GraphScope for BI analysis#
Users for BI analysis are typically business analysts who interactively query and analyze data via a WebUI. In this scenario, concurrency is not a primary concern, but low latency for complex queries is crucial. GraphScope operates as an interactive query answering service over an evolving graph. In the application layer, it supports Gremlin or Cypher query languages. In the engine layer, an interactive engine (GIE) is deployed. When the engine receives a query written in Gremlin/Cypher, the compiler GAIA compiles the query into a unified interpreted representation (IR). A universal query optimizer is then applied to optimize the IR and translate it for different backends. In this BI scenario, the queries resemble OLAP style, so the IR is interpreted into a data parallel plan. Next, a code-gen module generates the physical plan and applies it to Pegasus, a distributed data-parallel compute engine based on the cyclic dataflow computation model at the core of GIE. In the storage layer, a dynamic graph store is deployed and responsible for storing the graph data. With this combination, GraphScope provides a high-performance and interactive query answering service for BI analysis.

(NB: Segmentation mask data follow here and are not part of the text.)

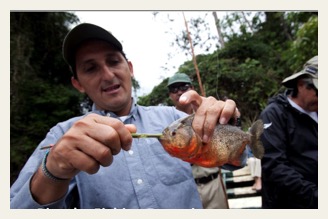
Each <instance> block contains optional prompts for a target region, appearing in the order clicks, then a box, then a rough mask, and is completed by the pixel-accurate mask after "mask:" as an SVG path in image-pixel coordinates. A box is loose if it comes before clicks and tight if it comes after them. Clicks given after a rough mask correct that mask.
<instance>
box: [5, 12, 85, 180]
mask: <svg viewBox="0 0 328 219" xmlns="http://www.w3.org/2000/svg"><path fill="white" fill-rule="evenodd" d="M75 22H78V18H77V17H75V15H73V14H70V13H64V12H11V13H10V151H11V153H10V168H11V174H12V175H11V183H12V182H13V180H14V179H15V177H16V176H17V173H18V172H19V171H20V169H21V168H22V165H23V164H24V163H25V162H26V160H27V158H28V157H29V156H30V155H31V153H32V152H33V150H34V148H35V147H36V146H37V145H38V144H39V143H40V141H41V140H42V139H43V138H44V136H45V135H46V133H47V132H48V130H49V129H50V128H51V127H52V126H53V125H55V124H56V123H58V122H60V121H63V120H66V119H68V118H70V117H72V116H77V115H80V101H81V98H82V95H80V94H79V93H78V92H77V91H76V90H75V89H74V88H73V87H72V86H71V84H70V77H71V73H70V71H69V69H68V67H67V64H66V63H65V62H64V60H63V58H62V54H61V45H62V40H63V38H64V36H65V35H66V33H67V32H68V30H69V29H70V27H69V25H70V24H73V23H75Z"/></svg>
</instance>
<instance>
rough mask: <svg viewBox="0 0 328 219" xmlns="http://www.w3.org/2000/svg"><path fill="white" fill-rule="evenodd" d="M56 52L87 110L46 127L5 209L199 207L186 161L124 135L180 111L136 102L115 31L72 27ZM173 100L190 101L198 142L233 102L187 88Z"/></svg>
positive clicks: (156, 131) (157, 128)
mask: <svg viewBox="0 0 328 219" xmlns="http://www.w3.org/2000/svg"><path fill="white" fill-rule="evenodd" d="M63 57H64V60H65V61H66V62H67V63H68V65H69V67H70V68H71V70H72V73H73V76H72V78H71V82H72V85H73V86H74V87H75V88H76V89H77V90H78V91H80V92H82V93H86V94H87V95H88V97H90V99H91V100H92V101H93V107H92V111H91V112H90V113H88V114H87V115H83V116H77V117H74V118H71V119H68V120H67V121H64V122H60V123H58V124H57V125H55V126H54V127H53V128H51V129H50V131H49V132H48V133H47V135H46V136H45V139H44V140H43V141H41V142H40V144H39V145H38V146H37V147H36V149H35V151H34V152H33V154H32V155H31V157H30V158H29V159H28V161H27V162H26V164H25V165H24V167H23V169H22V170H21V172H20V174H19V176H18V178H17V180H16V181H15V182H14V184H13V185H12V186H11V188H10V208H12V209H14V208H21V209H22V208H24V209H25V208H34V209H38V208H84V209H95V208H101V209H103V208H104V209H107V208H112V209H113V208H116V209H124V208H125V209H136V208H143V209H145V208H166V209H171V208H179V209H191V208H202V203H201V200H200V198H199V195H198V192H197V187H196V185H195V181H194V179H193V176H192V171H191V167H190V164H189V163H187V162H184V161H182V160H180V159H177V158H174V157H172V156H170V155H169V154H168V153H167V152H166V151H165V150H164V148H163V146H162V145H161V144H160V142H159V141H158V139H157V138H140V139H139V138H134V139H133V138H132V135H131V133H135V132H138V133H161V132H162V131H163V130H164V128H166V127H167V126H168V125H170V124H171V123H172V122H174V121H176V120H177V119H179V118H182V117H184V116H186V115H187V114H185V113H184V112H181V111H179V110H177V109H175V108H174V107H168V106H151V107H144V106H140V105H138V104H137V103H136V102H135V100H134V98H133V97H132V77H133V76H134V71H133V65H132V62H131V61H129V60H128V59H127V57H126V55H125V53H124V52H123V46H122V44H121V43H120V42H119V41H118V40H117V39H116V38H115V37H114V35H113V34H112V33H110V32H109V31H107V30H105V29H103V28H101V27H99V26H97V25H93V24H88V23H82V24H79V25H77V26H75V27H74V28H73V29H72V30H71V31H70V32H69V33H68V34H67V35H66V37H65V39H64V42H63ZM145 57H149V56H147V54H146V56H145ZM149 61H151V59H150V60H149ZM179 102H180V103H181V104H182V105H183V104H185V105H189V104H191V105H192V106H193V108H194V110H195V118H194V121H193V124H192V126H193V128H194V130H195V132H196V133H197V134H198V135H199V136H202V141H203V142H204V143H206V142H208V141H209V139H210V138H211V136H212V134H213V131H214V130H213V129H212V128H208V127H214V126H215V124H217V122H218V121H219V122H220V123H222V124H226V123H227V122H228V121H229V120H230V119H231V118H234V117H235V111H236V104H235V102H234V101H233V100H227V101H225V102H224V101H219V100H216V99H215V98H213V97H212V98H210V97H208V98H205V97H201V96H200V95H199V94H198V93H197V92H196V91H193V90H191V91H188V92H186V93H184V94H183V95H182V96H181V97H180V100H179ZM204 124H205V125H204ZM207 125H208V126H207ZM48 145H50V149H45V150H44V149H43V150H42V148H43V147H45V146H48ZM51 145H52V146H51ZM246 158H247V154H246V155H245V156H242V157H241V161H242V163H246ZM238 168H240V167H232V166H231V169H238Z"/></svg>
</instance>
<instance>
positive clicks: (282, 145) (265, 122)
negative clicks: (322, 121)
mask: <svg viewBox="0 0 328 219" xmlns="http://www.w3.org/2000/svg"><path fill="white" fill-rule="evenodd" d="M282 84H283V85H284V86H285V87H286V88H287V91H286V92H285V93H284V94H279V95H277V96H276V97H274V98H272V99H270V100H269V104H268V106H267V107H266V108H265V109H264V110H263V112H262V113H261V115H260V118H261V119H262V120H263V122H264V128H265V129H264V132H263V134H262V139H261V140H262V142H263V145H264V147H265V155H264V157H263V158H262V163H261V164H262V208H275V209H277V208H279V209H281V208H285V209H286V208H288V209H296V208H300V209H304V208H318V56H315V57H313V58H311V59H310V60H309V61H307V62H306V63H305V65H304V66H303V68H302V70H301V71H300V72H297V73H295V74H292V75H291V76H289V77H287V78H285V79H284V80H283V81H282Z"/></svg>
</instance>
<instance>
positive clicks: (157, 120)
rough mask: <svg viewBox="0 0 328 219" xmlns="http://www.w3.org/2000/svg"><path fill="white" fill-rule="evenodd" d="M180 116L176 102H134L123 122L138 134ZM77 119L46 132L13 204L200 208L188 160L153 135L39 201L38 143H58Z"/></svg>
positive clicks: (177, 117)
mask: <svg viewBox="0 0 328 219" xmlns="http://www.w3.org/2000/svg"><path fill="white" fill-rule="evenodd" d="M92 112H93V113H97V114H100V115H103V116H111V117H115V118H118V119H119V117H117V116H116V115H115V114H114V113H111V112H104V111H97V110H95V109H93V110H92ZM183 116H186V114H185V113H183V112H181V111H178V110H176V109H175V108H174V107H167V106H155V107H154V106H152V107H144V106H139V105H137V104H133V107H132V109H131V112H130V114H129V115H128V117H127V118H126V119H125V121H124V123H126V124H135V125H136V126H137V130H138V132H139V133H161V132H162V131H163V129H164V128H165V127H167V126H168V125H169V124H171V123H172V122H173V121H175V120H177V119H179V118H181V117H183ZM81 118H82V117H75V118H72V119H70V120H67V121H65V122H62V123H58V124H57V125H56V126H54V127H53V128H52V129H51V130H50V131H49V132H48V134H47V136H46V138H45V139H44V140H43V141H42V142H41V143H40V144H39V146H38V147H37V148H36V150H35V151H34V153H33V154H32V155H31V157H30V158H29V160H28V161H27V163H26V164H25V166H24V167H23V169H22V171H21V173H20V175H19V177H18V179H17V180H16V182H15V183H14V184H13V185H12V187H11V190H10V205H11V208H72V207H73V208H74V207H76V208H87V209H94V208H101V209H102V208H105V209H107V208H117V209H123V208H125V209H136V208H143V209H145V208H163V209H173V208H179V209H191V208H202V204H201V200H200V198H199V194H198V192H197V188H196V184H195V182H194V178H193V175H192V171H191V166H190V164H189V163H186V162H184V161H182V160H180V159H178V158H174V157H172V156H170V155H169V154H168V153H167V152H166V151H165V150H164V148H163V147H162V145H161V144H160V142H159V141H158V140H157V139H156V138H136V139H133V143H132V147H131V150H129V151H124V150H121V151H120V153H119V154H117V155H115V156H114V161H113V163H112V164H111V165H110V166H109V167H101V168H100V169H99V171H98V172H97V173H96V174H93V175H90V174H88V173H85V172H82V171H81V172H80V173H79V174H77V175H76V176H75V177H74V178H73V180H72V181H71V183H70V186H69V190H68V192H67V194H66V195H65V197H63V198H62V199H61V200H58V201H56V202H53V203H50V204H47V205H40V204H38V203H37V202H36V201H35V200H34V199H33V197H32V195H31V191H30V187H29V185H30V180H31V177H32V175H33V174H34V172H35V171H36V170H37V168H38V167H39V166H40V164H41V161H42V159H43V157H44V155H45V153H46V151H44V150H40V147H42V146H45V145H49V144H54V143H56V142H57V141H58V140H59V139H60V138H61V137H62V135H63V134H64V133H65V132H66V131H67V130H68V129H69V128H70V127H71V126H72V125H73V123H74V122H75V121H77V120H79V119H81ZM246 157H247V156H245V157H244V158H243V159H245V160H246ZM244 163H246V161H245V162H244ZM234 169H236V168H234ZM73 188H77V190H78V195H74V198H76V197H78V202H77V203H78V204H77V205H73V206H72V205H71V200H72V196H73V195H72V194H74V193H73V192H72V191H73ZM75 194H76V193H75Z"/></svg>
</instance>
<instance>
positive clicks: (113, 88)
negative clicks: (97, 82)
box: [102, 84, 121, 93]
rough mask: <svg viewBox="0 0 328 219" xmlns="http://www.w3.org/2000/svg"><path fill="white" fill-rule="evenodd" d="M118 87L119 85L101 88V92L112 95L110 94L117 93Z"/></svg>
mask: <svg viewBox="0 0 328 219" xmlns="http://www.w3.org/2000/svg"><path fill="white" fill-rule="evenodd" d="M120 87H121V86H120V85H119V84H115V85H113V86H109V87H105V88H103V89H102V91H103V92H109V93H112V92H115V91H117V90H118V89H119V88H120Z"/></svg>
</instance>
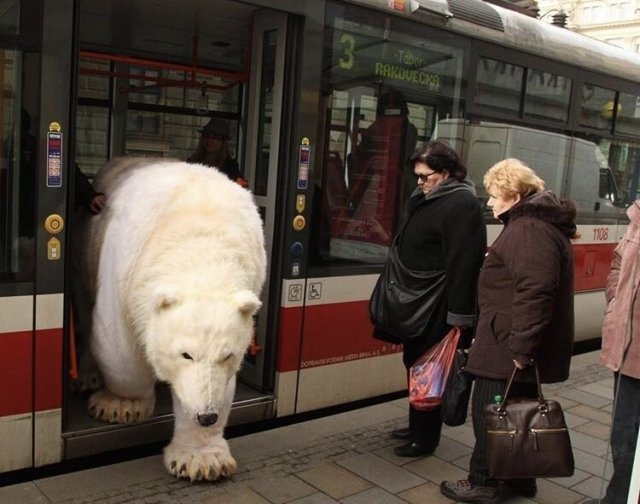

GraphScope for high QPS queries#
In some service scenarios, such as recommendation or searching, graph queries arrive at an extremely high rate. GraphScope can handle these scenarios by deploying a similar set of components as in the BI scenario. However, the universal query optimizer generates a query plan more suitable for high QPS queries. Then, a designated code-gen module generates a physical plan for another core engine, Hiactor, which is a high-performance and concurrent actor framework responsible for processing OLTP-like queries at the core of GIE. Since the storage layer provides a unified interface, users may choose to deploy an in-memory graph store (e.g., vineyard) or a persistent graph store (e.g., groot) to meet their specific needs. One may notice that the deployment of GraphScope for high QPS queries is similar to the deployment for BI analysis. However, the universal optimizer generates different plans and dispatches them to different backends according to the distinct workload characteristics.
GraphScope for graph analytics#
GraphScope is both performant and easy-to-use for graph analytical jobs. In this scenario, applications are provided as iterative algorithms in the built-in library or customized by the users. The algorithms can be implemented using FLASH-style API, Pregel API, or GRAPE native API. All these types of algorithms are compiled in the engine layer and run on GRAPE, a processing system proposed in this paper published in SIGMOD 2017. GRAPE distinguishes itself from prior systems by its ability to parallelize sequential graph algorithms as a whole. In GRAPE, sequential algorithms can be easily “plugged into” with only minor changes, allowing them to efficiently handle large graphs. To achieve high performance, deployments for this scenario typically choose an in-memory graph store for the storage layer.
GraphScope for learning#
GNNs have been effectively utilized in numerous real-world applications, such as e-commerce recommendation systems and financial risk control platforms, where billion-scale graphs are prevalent. The learning engine in GraphScope (GLE) efficiently supports distributed GNN training on large-scale graphs in these industrial scenarios. GLE offers both Python and C++ interfaces for graph sampling operations and a Gremlin-like GSL (Graph Sampling Language) interface to simplify the definition of sampling queries. For GNN models, GLE provides a variety of paradigms and processes for model development, and also includes a rich set of example models. Users can flexibly choose TensorFlow or PyTorch as the training backend. To enable a flexible and cost-effective resource configuration, the processes of sampling and training in GLE are decoupled, allowing each to be independently scaled to achieve the best end-to-end throughput.